Eu ponderei minhas palavras, algo que não mudou? Talvez... — Sociedade?
— Resposta errada. — ele levantou o crânio a frente do seu rosto, parecendo a representação da própria morte. — Sobrevivência.
Por que ele tá falando disso? Eu não entendo, o que esse cara quer afinal?
— A lei principal da natureza. Sobreviver. O que você faz pela sobrevivência? Você trabalha? Conquista? Domina? Mata?
De forma repentina, ele simplesmente bateu a testa violentamente contra o crânio, partindo-o ao meio. O sangue quente começou a escorrer pela sua testa, ele parecia nem se afetar por isso.
— A humanidade nunca deixou isso de lado, Danme. Isso está inserido no nosso DNA, é inevitável você lutar pela sua sobrevivência. Como um traidor de merda na nossa facção. — Alvo puxou um cigarro e isqueiro de seu bolso, tragando lentamente. — Por acaso você conhece... Niik Bowskovi?
O Niik?... — Eu... Eu conheço sim... Por quê?

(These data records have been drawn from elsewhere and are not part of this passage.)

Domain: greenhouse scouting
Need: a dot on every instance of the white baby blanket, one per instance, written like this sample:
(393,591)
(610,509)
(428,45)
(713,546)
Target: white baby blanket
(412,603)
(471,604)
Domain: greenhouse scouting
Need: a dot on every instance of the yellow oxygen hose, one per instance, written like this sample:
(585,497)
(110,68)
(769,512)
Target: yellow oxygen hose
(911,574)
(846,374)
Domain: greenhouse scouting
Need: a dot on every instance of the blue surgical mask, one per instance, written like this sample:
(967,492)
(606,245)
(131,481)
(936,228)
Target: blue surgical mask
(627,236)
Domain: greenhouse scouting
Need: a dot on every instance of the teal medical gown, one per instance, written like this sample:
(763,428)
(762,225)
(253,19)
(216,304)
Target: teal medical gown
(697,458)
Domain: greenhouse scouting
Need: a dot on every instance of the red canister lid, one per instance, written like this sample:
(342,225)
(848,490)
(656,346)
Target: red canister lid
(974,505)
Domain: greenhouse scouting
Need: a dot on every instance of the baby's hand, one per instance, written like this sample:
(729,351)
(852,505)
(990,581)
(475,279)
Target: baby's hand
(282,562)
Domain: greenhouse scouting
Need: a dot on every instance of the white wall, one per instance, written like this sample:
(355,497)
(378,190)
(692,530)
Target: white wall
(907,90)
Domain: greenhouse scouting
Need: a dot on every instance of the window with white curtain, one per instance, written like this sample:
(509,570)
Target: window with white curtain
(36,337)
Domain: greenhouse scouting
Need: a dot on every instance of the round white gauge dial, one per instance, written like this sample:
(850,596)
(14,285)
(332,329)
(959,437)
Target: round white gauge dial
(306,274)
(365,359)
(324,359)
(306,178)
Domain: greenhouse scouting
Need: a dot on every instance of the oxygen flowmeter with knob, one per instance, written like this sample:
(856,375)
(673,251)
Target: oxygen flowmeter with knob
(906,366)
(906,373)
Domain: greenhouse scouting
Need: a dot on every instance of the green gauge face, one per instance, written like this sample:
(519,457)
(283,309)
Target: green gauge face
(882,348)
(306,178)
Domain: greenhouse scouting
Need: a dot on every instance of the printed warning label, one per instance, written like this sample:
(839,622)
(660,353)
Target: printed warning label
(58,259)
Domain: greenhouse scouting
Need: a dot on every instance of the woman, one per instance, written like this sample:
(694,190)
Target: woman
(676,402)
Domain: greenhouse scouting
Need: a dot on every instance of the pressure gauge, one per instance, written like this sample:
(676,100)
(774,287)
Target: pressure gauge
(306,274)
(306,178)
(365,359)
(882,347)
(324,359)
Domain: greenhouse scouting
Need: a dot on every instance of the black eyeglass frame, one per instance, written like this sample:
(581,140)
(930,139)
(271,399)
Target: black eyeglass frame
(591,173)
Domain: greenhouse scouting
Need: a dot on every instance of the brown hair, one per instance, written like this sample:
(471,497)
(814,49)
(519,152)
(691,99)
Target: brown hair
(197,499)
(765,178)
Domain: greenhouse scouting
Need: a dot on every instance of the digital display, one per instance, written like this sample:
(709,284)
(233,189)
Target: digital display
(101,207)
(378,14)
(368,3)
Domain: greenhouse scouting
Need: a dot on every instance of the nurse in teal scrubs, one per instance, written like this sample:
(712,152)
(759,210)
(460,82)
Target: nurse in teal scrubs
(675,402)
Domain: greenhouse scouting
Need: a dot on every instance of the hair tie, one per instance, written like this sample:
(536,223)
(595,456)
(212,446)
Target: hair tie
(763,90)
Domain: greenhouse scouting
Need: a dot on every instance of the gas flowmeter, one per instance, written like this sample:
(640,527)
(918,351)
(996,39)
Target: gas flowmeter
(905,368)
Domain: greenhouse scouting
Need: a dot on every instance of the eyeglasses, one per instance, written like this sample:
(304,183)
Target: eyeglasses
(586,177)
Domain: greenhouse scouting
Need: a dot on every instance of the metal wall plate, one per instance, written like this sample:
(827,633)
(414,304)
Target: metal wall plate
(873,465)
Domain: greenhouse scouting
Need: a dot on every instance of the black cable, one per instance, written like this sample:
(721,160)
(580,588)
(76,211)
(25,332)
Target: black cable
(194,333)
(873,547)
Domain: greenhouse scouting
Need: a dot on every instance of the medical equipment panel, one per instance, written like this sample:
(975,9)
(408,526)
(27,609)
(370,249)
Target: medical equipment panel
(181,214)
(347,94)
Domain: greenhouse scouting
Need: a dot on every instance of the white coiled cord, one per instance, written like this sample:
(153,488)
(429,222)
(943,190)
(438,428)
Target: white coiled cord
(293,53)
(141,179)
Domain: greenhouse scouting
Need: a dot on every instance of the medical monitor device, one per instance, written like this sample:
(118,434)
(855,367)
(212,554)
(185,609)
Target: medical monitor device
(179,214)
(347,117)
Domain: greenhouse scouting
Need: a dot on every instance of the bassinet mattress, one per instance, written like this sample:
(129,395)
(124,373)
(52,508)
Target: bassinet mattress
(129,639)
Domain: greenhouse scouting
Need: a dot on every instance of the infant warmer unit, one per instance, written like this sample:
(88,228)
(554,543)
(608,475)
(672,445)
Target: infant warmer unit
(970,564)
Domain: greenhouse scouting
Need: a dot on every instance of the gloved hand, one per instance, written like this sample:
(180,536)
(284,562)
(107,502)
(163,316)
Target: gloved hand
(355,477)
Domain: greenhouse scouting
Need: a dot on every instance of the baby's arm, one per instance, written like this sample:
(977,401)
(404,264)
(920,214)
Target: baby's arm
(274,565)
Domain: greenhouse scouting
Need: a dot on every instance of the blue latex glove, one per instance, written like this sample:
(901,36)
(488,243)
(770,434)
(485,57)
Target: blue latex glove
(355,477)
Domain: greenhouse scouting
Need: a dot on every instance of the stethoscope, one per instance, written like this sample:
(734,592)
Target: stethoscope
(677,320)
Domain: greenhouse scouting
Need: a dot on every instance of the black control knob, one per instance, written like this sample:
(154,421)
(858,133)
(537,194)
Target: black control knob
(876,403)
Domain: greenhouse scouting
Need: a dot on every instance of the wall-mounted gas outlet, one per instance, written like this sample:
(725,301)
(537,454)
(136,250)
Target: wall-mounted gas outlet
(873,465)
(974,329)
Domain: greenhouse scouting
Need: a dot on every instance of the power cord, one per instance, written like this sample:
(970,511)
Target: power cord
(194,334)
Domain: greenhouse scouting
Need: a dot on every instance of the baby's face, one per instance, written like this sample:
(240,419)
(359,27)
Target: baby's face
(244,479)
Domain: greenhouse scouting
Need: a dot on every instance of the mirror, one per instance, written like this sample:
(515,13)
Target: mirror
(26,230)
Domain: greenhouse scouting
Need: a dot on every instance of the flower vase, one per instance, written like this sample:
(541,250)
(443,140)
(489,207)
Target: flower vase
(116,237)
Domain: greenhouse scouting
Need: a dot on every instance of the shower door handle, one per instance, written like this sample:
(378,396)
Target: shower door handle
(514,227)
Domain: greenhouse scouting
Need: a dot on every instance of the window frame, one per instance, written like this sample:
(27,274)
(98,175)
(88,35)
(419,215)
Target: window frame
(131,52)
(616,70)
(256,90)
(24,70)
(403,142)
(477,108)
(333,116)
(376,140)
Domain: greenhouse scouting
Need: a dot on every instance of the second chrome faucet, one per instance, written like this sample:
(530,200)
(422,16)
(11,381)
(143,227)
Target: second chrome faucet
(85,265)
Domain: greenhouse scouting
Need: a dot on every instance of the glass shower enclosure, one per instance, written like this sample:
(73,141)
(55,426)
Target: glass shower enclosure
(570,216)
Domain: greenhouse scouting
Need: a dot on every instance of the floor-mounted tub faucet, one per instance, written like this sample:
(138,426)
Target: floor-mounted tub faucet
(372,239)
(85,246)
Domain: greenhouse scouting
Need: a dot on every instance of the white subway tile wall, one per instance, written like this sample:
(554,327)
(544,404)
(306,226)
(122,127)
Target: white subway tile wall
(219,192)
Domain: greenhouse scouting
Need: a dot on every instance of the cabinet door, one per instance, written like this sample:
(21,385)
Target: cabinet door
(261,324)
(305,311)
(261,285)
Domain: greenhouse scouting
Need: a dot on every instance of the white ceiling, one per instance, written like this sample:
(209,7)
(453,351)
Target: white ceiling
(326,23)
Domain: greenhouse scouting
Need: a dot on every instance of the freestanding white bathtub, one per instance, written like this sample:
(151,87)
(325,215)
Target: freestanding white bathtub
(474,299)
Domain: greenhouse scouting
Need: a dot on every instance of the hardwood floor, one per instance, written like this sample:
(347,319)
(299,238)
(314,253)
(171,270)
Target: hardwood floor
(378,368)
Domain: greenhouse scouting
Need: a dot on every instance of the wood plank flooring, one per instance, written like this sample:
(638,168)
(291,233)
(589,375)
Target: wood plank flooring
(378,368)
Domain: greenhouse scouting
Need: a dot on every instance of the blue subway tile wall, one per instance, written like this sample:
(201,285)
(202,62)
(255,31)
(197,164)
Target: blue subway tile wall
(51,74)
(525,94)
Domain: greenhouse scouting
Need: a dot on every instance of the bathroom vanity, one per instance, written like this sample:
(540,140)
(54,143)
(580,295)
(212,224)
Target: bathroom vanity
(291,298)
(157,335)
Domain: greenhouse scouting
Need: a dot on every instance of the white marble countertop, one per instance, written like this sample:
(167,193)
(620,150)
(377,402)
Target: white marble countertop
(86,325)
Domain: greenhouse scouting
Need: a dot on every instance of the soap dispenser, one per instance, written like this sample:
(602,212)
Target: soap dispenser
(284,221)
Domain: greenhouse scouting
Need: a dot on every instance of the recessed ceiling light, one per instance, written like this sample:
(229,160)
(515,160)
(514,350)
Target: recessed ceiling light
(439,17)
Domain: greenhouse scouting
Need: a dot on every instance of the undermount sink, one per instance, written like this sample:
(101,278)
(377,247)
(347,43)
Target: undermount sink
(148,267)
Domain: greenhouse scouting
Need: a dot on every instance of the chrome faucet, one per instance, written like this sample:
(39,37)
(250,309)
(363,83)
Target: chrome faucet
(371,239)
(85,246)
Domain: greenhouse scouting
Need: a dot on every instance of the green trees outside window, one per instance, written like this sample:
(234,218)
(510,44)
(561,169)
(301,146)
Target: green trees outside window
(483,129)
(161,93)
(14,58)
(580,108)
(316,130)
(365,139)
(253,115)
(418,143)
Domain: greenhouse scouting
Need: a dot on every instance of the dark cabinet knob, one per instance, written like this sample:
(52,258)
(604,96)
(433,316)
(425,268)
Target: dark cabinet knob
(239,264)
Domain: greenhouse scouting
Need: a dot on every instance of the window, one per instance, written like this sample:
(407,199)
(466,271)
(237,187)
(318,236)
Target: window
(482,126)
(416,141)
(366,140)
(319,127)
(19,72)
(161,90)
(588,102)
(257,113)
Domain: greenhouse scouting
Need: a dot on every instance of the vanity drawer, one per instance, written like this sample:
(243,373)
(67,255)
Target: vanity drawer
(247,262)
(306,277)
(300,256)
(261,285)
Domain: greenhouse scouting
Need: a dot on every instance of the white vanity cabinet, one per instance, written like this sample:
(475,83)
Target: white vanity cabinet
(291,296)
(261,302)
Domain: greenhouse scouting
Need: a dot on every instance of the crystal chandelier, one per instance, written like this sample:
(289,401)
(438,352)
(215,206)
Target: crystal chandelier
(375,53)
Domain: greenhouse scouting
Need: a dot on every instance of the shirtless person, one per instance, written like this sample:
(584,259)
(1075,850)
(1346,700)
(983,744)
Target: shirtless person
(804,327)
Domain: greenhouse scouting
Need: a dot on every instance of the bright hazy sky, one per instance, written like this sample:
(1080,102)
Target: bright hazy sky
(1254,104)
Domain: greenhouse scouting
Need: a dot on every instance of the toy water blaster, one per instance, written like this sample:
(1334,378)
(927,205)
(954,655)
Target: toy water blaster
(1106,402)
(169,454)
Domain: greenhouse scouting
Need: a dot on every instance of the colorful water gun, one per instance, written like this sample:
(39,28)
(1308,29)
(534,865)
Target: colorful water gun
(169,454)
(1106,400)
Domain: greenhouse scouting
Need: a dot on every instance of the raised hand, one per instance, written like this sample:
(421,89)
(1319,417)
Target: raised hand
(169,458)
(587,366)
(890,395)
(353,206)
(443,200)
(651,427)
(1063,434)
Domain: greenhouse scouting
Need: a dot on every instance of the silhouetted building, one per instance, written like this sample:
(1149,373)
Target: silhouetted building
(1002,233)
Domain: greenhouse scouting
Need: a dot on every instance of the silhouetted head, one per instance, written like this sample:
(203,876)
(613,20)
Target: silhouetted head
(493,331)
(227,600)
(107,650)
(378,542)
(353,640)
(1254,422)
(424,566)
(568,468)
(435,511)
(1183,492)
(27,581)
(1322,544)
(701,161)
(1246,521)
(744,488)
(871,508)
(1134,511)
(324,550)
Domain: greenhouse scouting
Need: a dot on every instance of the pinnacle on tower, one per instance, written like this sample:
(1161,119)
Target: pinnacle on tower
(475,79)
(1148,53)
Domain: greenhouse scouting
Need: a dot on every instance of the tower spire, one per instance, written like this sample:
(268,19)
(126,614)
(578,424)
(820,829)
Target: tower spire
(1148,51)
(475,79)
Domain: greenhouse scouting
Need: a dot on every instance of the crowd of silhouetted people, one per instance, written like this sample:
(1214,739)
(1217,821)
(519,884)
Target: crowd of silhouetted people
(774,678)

Alvo fumava seu cigarro lentamente, assoprando a fumaça pro ar. — Sobrevivência, Danme. Cada pessoa luta pela sua. E nós também lutamos pela nossa. Vou resumir pra você.
Alvo estalou os dedos, dando ordem ao meu irmão, que logo me entregou uma pistola. Minha mão tremia, meu peito esvaziou com um desconforto agonizante.
— Vamos derrubar o sistema, e eu tenho um plano pra isso. Porém, Niik é um filho da puta que trabalha com os agentes da D.G, um verdadeiro inseto traíra, atrapalhando meu plano, entretanto... — ele relaxou sua postura no sofá. — Vocês estão encarregados de cuidar disso. Não permitem que ele impeça os meus objetivos. Vejo vocês no inferno.
Matar... O Niik? Meu amigo... Eu... Eu não posso matá-lo.
— Quando você matá-lo, Danme, você responde minha pergunta. — Alvo me pressionou, e em seguida, amassou o cigarro no corte em sua testa.
— Que... Que pergunta?
— Até onde você é? — me respondeu.
Mercil me puxou pelo ombro — Bora. A essas horas, ele já deve ter chegado lá.
Meus olhos estavam travados. Várias cenas vinham a minha cabeça. A primeira pessoa que vou ter que matar é meu melhor amigo? Até onde eu sou eu?